PayPal (PYPL) recently announced its intention to start its own stock-trading platform, a lucrative segment that could bring forth even more growth for the fintech giant.
As other competitors within the red-hot space look to break into the payments and wallets arena — think Shopify (SHOP) with its Payments business, and Alphabet (GOOGL) with Google Pay Send — it’s clear that PayPal is going to have to spread its wings into new areas if it is to sustain its marvelous growth rate.
As PayPal makes lateral moves, I remain bullish on the name. (See PYPL stock charts on TipRanks)
Undoubtedly, the fintech arena could stand to get very crowded through the 2020s. PayPal will need to play smart to stay at the top, with expansion into new arenas like stock trading, while defending its turf in peer-to-peer payments.

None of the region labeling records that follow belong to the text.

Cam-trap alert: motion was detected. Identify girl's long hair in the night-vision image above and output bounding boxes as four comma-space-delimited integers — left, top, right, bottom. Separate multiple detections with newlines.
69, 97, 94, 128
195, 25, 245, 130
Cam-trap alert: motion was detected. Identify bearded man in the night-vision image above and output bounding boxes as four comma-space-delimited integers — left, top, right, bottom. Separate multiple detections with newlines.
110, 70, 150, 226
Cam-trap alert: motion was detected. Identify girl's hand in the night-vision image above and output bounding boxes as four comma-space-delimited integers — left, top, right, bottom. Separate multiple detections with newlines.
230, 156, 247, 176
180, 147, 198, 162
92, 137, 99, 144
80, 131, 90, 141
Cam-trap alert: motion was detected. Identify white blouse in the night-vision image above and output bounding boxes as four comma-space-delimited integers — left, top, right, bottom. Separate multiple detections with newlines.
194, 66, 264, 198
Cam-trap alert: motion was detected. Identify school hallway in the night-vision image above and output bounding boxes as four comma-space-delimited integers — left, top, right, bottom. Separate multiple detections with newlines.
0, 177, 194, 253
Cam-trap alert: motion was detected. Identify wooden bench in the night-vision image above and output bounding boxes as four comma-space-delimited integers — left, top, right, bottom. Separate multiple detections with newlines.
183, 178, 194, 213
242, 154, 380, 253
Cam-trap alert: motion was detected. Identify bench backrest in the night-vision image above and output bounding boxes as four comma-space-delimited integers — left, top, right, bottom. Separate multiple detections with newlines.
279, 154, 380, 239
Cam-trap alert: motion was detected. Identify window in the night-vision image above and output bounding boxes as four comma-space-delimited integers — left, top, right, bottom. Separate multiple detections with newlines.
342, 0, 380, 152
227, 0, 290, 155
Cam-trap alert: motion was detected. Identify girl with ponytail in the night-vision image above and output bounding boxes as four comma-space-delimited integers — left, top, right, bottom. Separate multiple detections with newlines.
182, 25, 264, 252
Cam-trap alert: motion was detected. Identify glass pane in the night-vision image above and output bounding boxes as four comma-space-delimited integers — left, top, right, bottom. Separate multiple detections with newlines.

Could PayPal Go after Robinhood’s Lunch?
It seems like such a long time ago that PayPal was just a part of eBay (EBAY). Today, the company is much larger than eBay, and its foray into stock trading could cause the gap to widen even further, as it looks to give Robinhood Markets (HOOD) a challenge.
Indeed, PayPal’s announcement that it’s getting into trading has many investors pounding the table on shares. PYPL stock is up 6% since August 18.
Whether we’re talking about the rise of the everyday retail investor, or the WallStreetBets subreddit, it’s clear that today’s young people want more out of their brokerages, not just in terms of low (or no) commissions, but in terms of the added features and technology incorporated.
Robinhood’s controversial payment-for-order flow model may leave a door wide open for competitors like PayPal to jump into stock trading. Given PayPal’s innovative abilities and deep pockets, it could carve out a share of the lucrative market for itself.
Perhaps PayPal could take a jab at the likes of a Robinhood once its stock-trading platform is ready to go?
Such a strategy shouldn’t be ruled out, especially as Robinhood finally meets its match in its corner of the fintech space. The timing of PayPal’s big move couldn’t be better.
Wall Street’s Take
According to TipRanks’ analyst rating consensus, PYPL stock comes in as a Strong Buy. Out of 26 analyst ratings, there are 23 Buys, and three Holds.
The average PYPL price target is $337.70. Analyst price targets range from a low of $280, to a high of $375.
Analysts are overwhelmingly bullish on PYPL these days. Its stock-trading platform could pave the way for a new leg of growth.
Investors shouldn’t hesitate to consider the name, even after its latest upward move. There’s a very large chance that PayPal will be profoundly successful with its push into stock trading.
Disclosure: Joey Frenette does not own shares of any company mentioned at the time of publication.